Garg and Krashak[7] in their study showed that the prevalence of typhoid fever below the age of 2 years was 13.1% of all cases in childhood. In view of a high prevalence of Multidrug Resistant Salmonella Typhi (MDRST) strains, therapy with cephazolin, cefotaxime and ceftriaxone is recommended. Aminoglycosides (gentamicin, amikacin) or nalidixic acid may be used as alternative drugs, with ciprofloxacin kept in reserve for those cases who do not respond to other drugs. In our patient too, ceftriaxone was initially used as the drug of choice for enteric fever and was later changed as the child did not respond to the same and the culture also showed resistance to cephalosporins and ciprofloxacin.
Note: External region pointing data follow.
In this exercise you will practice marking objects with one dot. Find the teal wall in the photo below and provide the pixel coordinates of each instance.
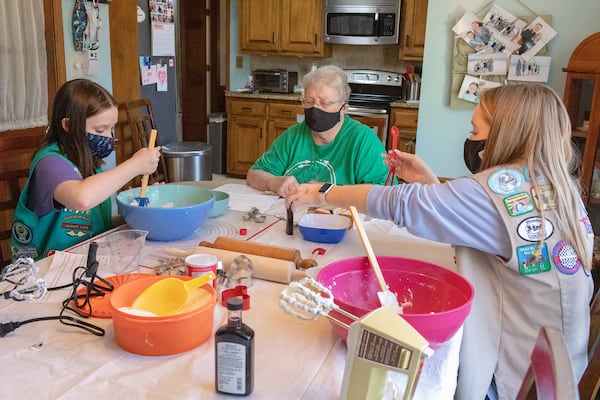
(441, 129)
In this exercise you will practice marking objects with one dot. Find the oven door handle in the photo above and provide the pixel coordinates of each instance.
(361, 110)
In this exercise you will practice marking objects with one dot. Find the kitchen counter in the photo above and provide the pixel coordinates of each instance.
(297, 97)
(265, 96)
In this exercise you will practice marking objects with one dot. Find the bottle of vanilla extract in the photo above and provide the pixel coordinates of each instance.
(234, 353)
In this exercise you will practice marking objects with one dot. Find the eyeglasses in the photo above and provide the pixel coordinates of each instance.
(309, 103)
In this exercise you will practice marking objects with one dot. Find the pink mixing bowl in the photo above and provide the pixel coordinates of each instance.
(435, 299)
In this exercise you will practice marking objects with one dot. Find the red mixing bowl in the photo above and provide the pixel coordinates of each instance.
(435, 299)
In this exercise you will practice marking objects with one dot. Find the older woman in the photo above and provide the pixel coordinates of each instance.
(328, 146)
(521, 233)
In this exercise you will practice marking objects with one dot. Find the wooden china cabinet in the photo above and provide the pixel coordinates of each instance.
(582, 100)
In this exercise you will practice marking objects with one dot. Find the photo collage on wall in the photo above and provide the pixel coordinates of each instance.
(503, 45)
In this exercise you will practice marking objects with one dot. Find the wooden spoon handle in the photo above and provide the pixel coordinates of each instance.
(370, 253)
(151, 142)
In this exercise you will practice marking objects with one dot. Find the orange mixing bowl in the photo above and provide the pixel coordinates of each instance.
(159, 336)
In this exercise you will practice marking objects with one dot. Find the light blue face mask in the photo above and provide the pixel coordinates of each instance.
(101, 146)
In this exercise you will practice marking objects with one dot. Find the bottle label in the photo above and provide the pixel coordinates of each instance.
(231, 368)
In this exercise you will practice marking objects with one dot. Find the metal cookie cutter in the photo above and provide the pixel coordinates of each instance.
(238, 291)
(254, 214)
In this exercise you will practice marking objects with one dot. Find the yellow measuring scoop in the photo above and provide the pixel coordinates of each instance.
(168, 295)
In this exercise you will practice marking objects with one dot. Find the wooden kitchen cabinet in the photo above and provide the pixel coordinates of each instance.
(412, 29)
(283, 27)
(252, 125)
(405, 120)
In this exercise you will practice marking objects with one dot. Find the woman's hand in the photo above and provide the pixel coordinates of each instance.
(409, 167)
(306, 193)
(283, 185)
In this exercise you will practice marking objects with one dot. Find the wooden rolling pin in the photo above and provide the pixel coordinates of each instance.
(271, 269)
(259, 249)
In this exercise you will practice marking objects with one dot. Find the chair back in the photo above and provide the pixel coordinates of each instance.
(140, 117)
(589, 385)
(549, 369)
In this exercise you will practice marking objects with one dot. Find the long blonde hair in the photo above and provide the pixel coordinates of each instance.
(529, 124)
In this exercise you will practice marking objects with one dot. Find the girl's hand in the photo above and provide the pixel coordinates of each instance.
(409, 167)
(146, 161)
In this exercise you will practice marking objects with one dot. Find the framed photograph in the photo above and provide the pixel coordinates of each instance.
(536, 69)
(533, 38)
(487, 64)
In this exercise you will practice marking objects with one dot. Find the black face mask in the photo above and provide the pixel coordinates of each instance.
(321, 121)
(472, 150)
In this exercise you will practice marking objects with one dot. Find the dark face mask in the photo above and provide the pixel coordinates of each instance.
(321, 121)
(101, 146)
(472, 149)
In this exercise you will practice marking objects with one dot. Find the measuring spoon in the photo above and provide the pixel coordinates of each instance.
(168, 295)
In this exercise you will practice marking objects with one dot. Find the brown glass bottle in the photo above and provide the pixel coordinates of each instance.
(234, 353)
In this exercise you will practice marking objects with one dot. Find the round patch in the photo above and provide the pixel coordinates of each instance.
(21, 233)
(530, 229)
(505, 181)
(565, 258)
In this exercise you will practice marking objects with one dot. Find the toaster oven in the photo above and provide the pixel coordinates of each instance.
(274, 80)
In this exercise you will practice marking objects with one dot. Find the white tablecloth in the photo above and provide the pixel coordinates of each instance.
(295, 359)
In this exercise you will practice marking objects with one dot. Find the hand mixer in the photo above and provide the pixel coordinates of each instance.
(380, 343)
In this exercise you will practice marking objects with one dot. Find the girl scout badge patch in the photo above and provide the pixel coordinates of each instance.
(530, 229)
(505, 181)
(533, 259)
(518, 204)
(565, 258)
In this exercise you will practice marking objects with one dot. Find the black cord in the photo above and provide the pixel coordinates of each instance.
(83, 306)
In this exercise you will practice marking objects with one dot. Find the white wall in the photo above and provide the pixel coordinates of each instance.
(442, 130)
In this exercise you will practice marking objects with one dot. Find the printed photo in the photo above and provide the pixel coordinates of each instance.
(472, 31)
(472, 87)
(537, 69)
(502, 23)
(531, 39)
(481, 38)
(487, 64)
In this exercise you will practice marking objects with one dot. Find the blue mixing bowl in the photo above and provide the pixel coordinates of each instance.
(323, 228)
(173, 211)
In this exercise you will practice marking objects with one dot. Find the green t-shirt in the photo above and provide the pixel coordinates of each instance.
(353, 157)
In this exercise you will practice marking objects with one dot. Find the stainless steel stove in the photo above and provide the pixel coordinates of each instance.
(372, 93)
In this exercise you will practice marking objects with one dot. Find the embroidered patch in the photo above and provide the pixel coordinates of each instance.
(530, 229)
(588, 226)
(518, 204)
(545, 199)
(565, 258)
(505, 181)
(532, 259)
(21, 233)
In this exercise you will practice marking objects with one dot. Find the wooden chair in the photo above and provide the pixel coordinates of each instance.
(550, 363)
(140, 117)
(589, 385)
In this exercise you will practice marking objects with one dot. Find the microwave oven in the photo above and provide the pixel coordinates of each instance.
(362, 22)
(274, 80)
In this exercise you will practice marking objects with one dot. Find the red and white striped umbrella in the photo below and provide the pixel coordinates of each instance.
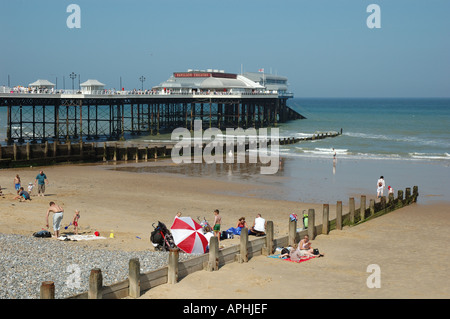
(188, 235)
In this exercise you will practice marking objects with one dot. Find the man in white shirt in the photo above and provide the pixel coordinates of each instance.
(259, 226)
(380, 186)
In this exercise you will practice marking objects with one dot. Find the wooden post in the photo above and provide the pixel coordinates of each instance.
(311, 224)
(351, 204)
(104, 152)
(415, 193)
(363, 207)
(391, 199)
(243, 254)
(339, 215)
(213, 262)
(400, 198)
(95, 284)
(134, 278)
(81, 147)
(372, 207)
(407, 194)
(48, 290)
(383, 203)
(268, 249)
(326, 219)
(172, 274)
(292, 232)
(55, 148)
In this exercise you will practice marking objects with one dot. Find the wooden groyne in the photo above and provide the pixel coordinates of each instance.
(137, 282)
(17, 155)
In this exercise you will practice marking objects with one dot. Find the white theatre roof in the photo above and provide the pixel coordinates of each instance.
(41, 83)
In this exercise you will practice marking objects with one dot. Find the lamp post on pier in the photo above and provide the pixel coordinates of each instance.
(72, 76)
(142, 79)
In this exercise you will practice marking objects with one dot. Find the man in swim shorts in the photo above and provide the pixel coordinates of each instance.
(217, 222)
(58, 213)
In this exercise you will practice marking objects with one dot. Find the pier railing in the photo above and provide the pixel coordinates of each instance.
(138, 283)
(112, 92)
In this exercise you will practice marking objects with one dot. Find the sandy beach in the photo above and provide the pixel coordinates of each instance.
(409, 245)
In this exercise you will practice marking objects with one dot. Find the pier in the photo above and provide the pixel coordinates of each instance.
(114, 115)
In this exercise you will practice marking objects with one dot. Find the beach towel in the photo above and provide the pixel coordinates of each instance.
(234, 230)
(80, 237)
(277, 256)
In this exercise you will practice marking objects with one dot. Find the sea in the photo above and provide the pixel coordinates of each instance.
(403, 139)
(407, 141)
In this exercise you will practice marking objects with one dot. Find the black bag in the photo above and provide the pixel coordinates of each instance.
(226, 235)
(43, 234)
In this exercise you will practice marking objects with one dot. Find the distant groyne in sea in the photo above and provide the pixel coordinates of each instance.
(17, 155)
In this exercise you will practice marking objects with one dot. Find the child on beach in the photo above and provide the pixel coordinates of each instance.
(217, 222)
(30, 188)
(17, 183)
(23, 195)
(76, 217)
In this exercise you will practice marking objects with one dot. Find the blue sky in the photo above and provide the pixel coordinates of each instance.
(324, 47)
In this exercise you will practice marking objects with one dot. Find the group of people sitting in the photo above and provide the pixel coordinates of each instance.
(303, 249)
(258, 228)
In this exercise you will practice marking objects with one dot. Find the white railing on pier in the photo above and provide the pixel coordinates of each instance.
(22, 91)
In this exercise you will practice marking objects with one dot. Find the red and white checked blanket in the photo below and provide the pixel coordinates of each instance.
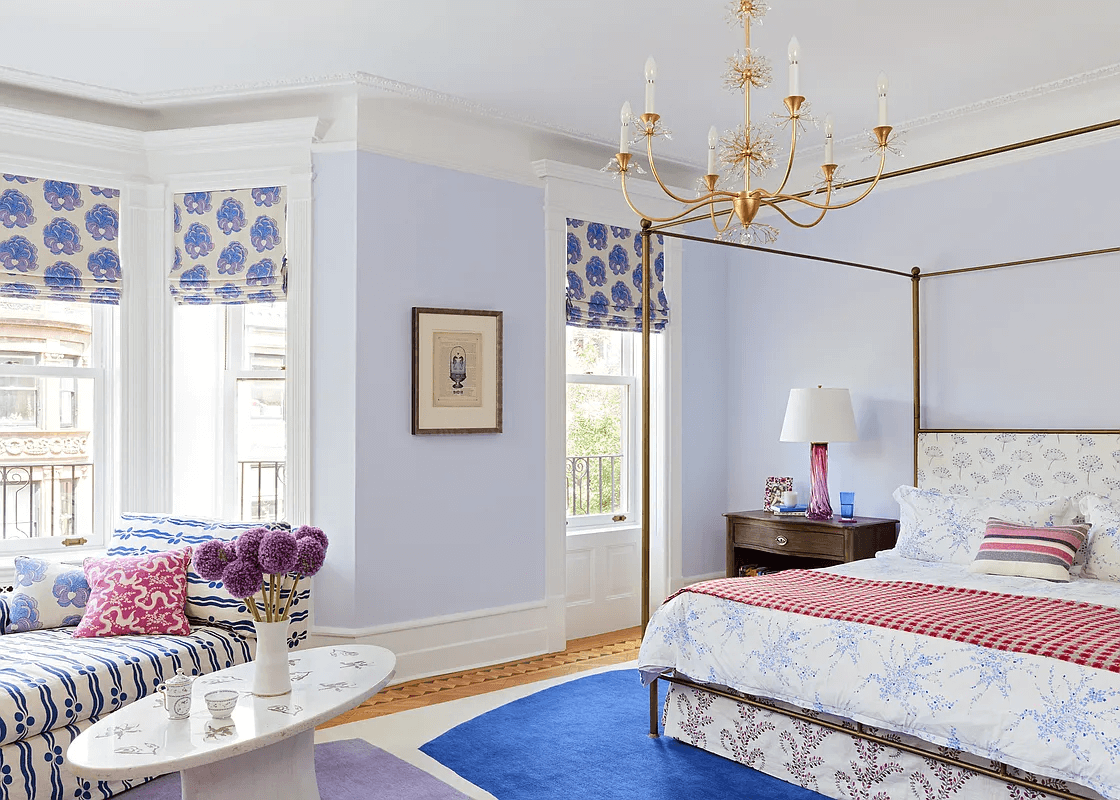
(1081, 633)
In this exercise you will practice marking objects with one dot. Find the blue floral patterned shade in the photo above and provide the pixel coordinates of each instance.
(58, 241)
(230, 247)
(605, 277)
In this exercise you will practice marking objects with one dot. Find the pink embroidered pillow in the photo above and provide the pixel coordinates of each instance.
(136, 594)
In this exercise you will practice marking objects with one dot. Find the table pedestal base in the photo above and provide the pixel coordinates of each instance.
(281, 771)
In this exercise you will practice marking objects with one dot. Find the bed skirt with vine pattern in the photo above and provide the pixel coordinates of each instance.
(830, 762)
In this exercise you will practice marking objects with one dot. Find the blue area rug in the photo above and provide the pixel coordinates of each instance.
(588, 738)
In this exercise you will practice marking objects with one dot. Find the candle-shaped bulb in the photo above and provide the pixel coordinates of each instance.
(883, 98)
(624, 137)
(794, 66)
(712, 142)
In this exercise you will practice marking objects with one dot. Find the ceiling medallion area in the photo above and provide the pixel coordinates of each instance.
(745, 155)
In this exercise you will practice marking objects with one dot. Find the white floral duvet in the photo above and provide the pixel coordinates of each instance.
(1046, 716)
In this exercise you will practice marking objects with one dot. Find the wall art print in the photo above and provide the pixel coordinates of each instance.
(456, 371)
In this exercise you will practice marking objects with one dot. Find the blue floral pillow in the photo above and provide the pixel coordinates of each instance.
(47, 594)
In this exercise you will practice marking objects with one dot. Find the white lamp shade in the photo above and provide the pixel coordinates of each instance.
(819, 415)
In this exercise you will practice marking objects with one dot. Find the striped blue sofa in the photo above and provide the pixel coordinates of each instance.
(54, 686)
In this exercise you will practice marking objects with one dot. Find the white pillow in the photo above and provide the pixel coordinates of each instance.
(936, 527)
(1102, 558)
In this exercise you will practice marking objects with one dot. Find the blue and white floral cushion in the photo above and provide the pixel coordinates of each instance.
(207, 602)
(1102, 559)
(936, 527)
(47, 594)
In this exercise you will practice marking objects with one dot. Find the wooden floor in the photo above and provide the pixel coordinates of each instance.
(581, 654)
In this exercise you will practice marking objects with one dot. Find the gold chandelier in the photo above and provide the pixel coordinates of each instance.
(748, 150)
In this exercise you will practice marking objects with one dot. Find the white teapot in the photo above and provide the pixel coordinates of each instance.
(176, 694)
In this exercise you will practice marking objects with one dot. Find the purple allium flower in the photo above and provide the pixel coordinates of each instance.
(249, 545)
(278, 552)
(242, 579)
(305, 531)
(212, 557)
(309, 556)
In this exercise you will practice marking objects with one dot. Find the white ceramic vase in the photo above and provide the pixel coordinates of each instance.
(270, 672)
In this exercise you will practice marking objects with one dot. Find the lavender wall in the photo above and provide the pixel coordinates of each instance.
(446, 523)
(703, 313)
(333, 372)
(1022, 347)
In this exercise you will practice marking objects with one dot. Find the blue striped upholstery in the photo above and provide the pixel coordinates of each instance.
(53, 686)
(207, 602)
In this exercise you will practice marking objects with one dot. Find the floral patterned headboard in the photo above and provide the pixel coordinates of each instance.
(1027, 464)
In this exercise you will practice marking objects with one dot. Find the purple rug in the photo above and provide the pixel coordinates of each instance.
(347, 770)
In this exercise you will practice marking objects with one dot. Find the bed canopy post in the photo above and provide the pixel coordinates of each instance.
(915, 296)
(646, 331)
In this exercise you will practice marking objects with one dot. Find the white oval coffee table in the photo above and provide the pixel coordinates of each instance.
(266, 750)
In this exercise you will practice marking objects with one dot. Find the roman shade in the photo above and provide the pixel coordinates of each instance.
(230, 247)
(58, 241)
(605, 278)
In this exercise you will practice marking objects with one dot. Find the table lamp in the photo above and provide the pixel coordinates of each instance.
(819, 416)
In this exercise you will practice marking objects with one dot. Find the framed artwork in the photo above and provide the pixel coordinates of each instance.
(774, 487)
(456, 371)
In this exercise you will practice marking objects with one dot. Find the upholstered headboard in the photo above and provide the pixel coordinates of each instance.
(1025, 464)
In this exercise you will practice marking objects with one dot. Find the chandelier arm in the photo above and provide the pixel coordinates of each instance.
(802, 224)
(883, 161)
(691, 206)
(653, 170)
(730, 219)
(793, 149)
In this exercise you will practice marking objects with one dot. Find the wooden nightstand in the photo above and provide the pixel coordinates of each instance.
(783, 542)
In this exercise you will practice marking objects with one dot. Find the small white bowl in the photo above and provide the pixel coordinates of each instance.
(221, 703)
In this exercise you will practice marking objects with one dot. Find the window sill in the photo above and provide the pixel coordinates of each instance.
(77, 555)
(610, 528)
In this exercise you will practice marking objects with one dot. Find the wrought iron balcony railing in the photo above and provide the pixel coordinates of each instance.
(595, 484)
(262, 491)
(46, 500)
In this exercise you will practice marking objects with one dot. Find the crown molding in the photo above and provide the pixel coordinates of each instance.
(240, 136)
(62, 129)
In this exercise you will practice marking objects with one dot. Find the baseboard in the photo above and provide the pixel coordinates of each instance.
(679, 584)
(441, 644)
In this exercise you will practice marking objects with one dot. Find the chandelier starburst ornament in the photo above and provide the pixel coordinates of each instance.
(748, 151)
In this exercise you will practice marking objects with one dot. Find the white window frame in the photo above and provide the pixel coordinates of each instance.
(235, 370)
(102, 371)
(632, 438)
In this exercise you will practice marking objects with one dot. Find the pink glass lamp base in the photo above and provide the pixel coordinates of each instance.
(819, 508)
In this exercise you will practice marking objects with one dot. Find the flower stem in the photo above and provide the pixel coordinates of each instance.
(291, 594)
(251, 602)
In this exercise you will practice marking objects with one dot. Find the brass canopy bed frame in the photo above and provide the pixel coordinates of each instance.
(998, 771)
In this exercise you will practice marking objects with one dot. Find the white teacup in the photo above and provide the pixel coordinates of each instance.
(221, 703)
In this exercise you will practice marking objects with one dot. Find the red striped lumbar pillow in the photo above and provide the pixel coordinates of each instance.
(1009, 548)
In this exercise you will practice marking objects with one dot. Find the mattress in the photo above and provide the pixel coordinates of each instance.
(1048, 717)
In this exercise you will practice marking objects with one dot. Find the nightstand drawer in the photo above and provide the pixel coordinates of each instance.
(782, 539)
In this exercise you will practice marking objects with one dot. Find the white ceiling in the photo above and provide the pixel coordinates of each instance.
(570, 63)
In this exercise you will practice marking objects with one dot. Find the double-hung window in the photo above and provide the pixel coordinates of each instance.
(56, 400)
(603, 391)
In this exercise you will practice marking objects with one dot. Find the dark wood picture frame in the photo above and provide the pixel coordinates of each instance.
(488, 406)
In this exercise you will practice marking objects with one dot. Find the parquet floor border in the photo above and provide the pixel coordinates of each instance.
(580, 654)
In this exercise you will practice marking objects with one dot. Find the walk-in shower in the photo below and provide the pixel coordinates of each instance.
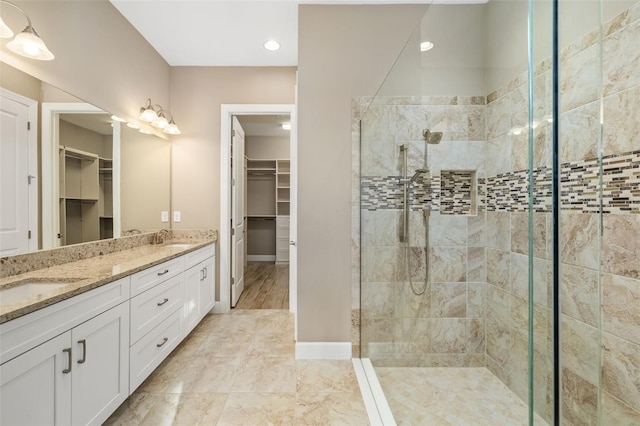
(420, 176)
(466, 246)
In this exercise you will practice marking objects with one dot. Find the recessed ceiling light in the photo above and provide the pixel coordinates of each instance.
(426, 45)
(271, 45)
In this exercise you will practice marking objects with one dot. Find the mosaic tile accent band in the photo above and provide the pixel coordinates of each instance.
(580, 183)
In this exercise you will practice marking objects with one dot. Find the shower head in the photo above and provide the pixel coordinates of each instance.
(432, 137)
(417, 174)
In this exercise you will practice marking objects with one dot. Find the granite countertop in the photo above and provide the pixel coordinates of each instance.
(83, 275)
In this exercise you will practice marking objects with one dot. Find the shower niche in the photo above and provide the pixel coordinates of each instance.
(458, 192)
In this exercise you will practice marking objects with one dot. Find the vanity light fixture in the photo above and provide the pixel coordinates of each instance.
(27, 43)
(155, 115)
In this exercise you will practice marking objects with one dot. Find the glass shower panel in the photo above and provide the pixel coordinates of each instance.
(444, 269)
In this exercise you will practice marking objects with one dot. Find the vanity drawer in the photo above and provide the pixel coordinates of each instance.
(153, 348)
(155, 305)
(199, 255)
(153, 276)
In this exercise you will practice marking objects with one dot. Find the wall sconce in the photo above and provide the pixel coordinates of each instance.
(155, 115)
(27, 43)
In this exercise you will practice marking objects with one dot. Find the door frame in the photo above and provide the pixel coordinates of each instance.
(50, 165)
(32, 141)
(226, 112)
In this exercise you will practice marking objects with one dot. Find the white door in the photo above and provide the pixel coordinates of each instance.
(237, 212)
(17, 233)
(35, 387)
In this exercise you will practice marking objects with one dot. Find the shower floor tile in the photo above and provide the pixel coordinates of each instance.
(451, 396)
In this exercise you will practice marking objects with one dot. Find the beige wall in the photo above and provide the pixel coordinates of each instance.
(267, 147)
(343, 51)
(196, 96)
(100, 57)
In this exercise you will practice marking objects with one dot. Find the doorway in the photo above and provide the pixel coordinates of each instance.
(283, 197)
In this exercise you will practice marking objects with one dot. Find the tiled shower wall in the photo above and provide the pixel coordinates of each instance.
(600, 312)
(445, 325)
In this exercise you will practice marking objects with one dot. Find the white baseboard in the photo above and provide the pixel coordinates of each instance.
(323, 350)
(367, 394)
(384, 411)
(261, 257)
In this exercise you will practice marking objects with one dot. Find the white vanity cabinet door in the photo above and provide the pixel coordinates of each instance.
(199, 294)
(100, 372)
(208, 287)
(34, 388)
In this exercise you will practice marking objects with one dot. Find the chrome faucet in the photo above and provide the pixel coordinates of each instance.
(160, 236)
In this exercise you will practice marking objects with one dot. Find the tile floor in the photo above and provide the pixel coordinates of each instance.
(451, 396)
(240, 369)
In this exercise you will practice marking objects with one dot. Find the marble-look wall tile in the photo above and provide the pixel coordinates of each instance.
(615, 412)
(476, 230)
(519, 278)
(498, 267)
(580, 78)
(448, 264)
(580, 348)
(498, 116)
(379, 227)
(621, 371)
(476, 123)
(378, 300)
(449, 300)
(476, 300)
(498, 155)
(621, 59)
(621, 121)
(498, 324)
(449, 335)
(621, 245)
(379, 158)
(580, 133)
(621, 307)
(447, 230)
(476, 343)
(476, 265)
(579, 239)
(497, 230)
(410, 304)
(580, 294)
(579, 400)
(379, 264)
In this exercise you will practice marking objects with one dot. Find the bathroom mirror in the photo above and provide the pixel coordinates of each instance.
(144, 170)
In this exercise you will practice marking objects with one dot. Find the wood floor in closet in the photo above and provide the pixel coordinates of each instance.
(266, 286)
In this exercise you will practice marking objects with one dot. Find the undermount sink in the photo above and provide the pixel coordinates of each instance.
(178, 245)
(28, 289)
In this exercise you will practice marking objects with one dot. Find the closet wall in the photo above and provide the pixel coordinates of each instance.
(264, 155)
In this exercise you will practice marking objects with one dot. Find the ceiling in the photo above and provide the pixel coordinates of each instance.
(226, 33)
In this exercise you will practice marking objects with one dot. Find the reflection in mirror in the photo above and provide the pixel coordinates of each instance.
(85, 147)
(32, 212)
(145, 173)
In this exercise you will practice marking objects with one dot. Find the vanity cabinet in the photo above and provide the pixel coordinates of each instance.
(200, 286)
(76, 361)
(78, 377)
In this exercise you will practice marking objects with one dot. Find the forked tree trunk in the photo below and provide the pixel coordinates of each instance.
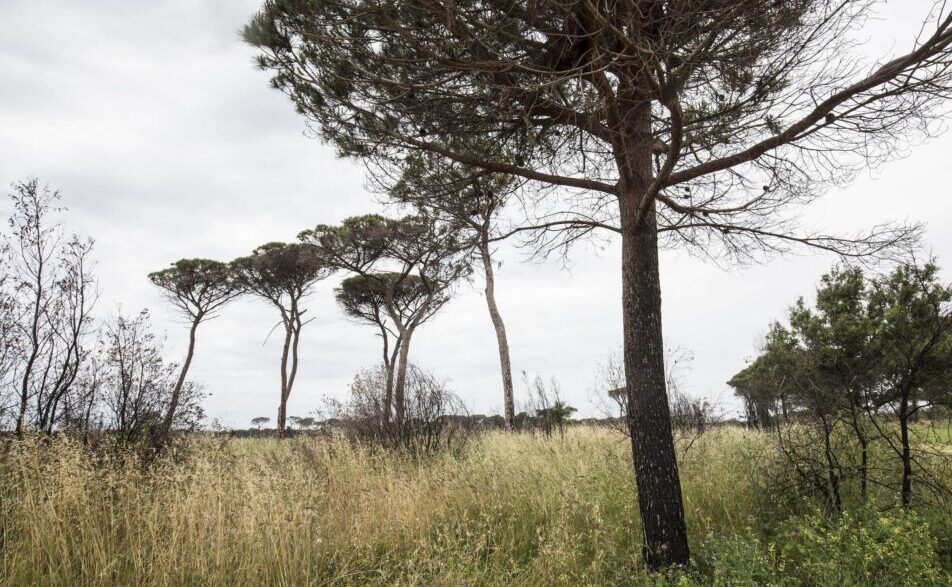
(906, 491)
(399, 400)
(504, 362)
(283, 404)
(649, 416)
(180, 382)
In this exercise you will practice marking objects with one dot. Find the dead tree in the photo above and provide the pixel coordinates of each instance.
(54, 300)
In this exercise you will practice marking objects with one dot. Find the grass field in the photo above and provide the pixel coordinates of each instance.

Increasing ceftriaxone resistance in non-typhoidal Salmonella appears to link to the spread of plasmid-mediated ampC or ESBL genes.[2] A study done in India by Jain and Das Chugh[8] found that an increasing rate of nalidixic acid, fluoroquinolone and azithromycin resistance among S. enterica, particularly in S. Paratyphi A strains, is of concern, as S. Paratyphi A is becoming increasingly common and is not prevented by current vaccinations. MICs for third-generation cephalosporins and susceptibility pattern must be closely monitored in view of this emerging resistance among S. enterica. Minimum inhibitory concentrations (MICs) A similar study done in Kolkata[3] found an increase in nalidixic acid resistant (NALR) strains of S. typhi showing decreased ciprofloxacin susceptible phenotype. Majority of these strains belonged to the H58 haplotype.[3] García-Fernández et al.[9] reported that 68% of S. enterica serovar Typhi strains isolated in Italy between 2011 and 2013 were resistant to ciprofloxacin of which 12 were nalidixic acid–ciprofloxacin resistant. Cases of extensively drug-resistant S. typhi responding to carbapenems such as meropenem or azithromycin have been reported in Pakistan.[10,11] In view of the decreasing trend of MDR strains of S. typhi and increasing fluoroquinolone resistance, it may be prudent for clinicians to consider the use of first-line antimicrobials for typhoid fever.[5,12]

Antimicrobial resistance displayed by Salmonella is a growing public threat. Improvement in environment sanitation and hygiene combined with early vaccination and antimicrobial stewardship is necessary to reduce the emerging resistance to cephalosporins and fluoroquinolones.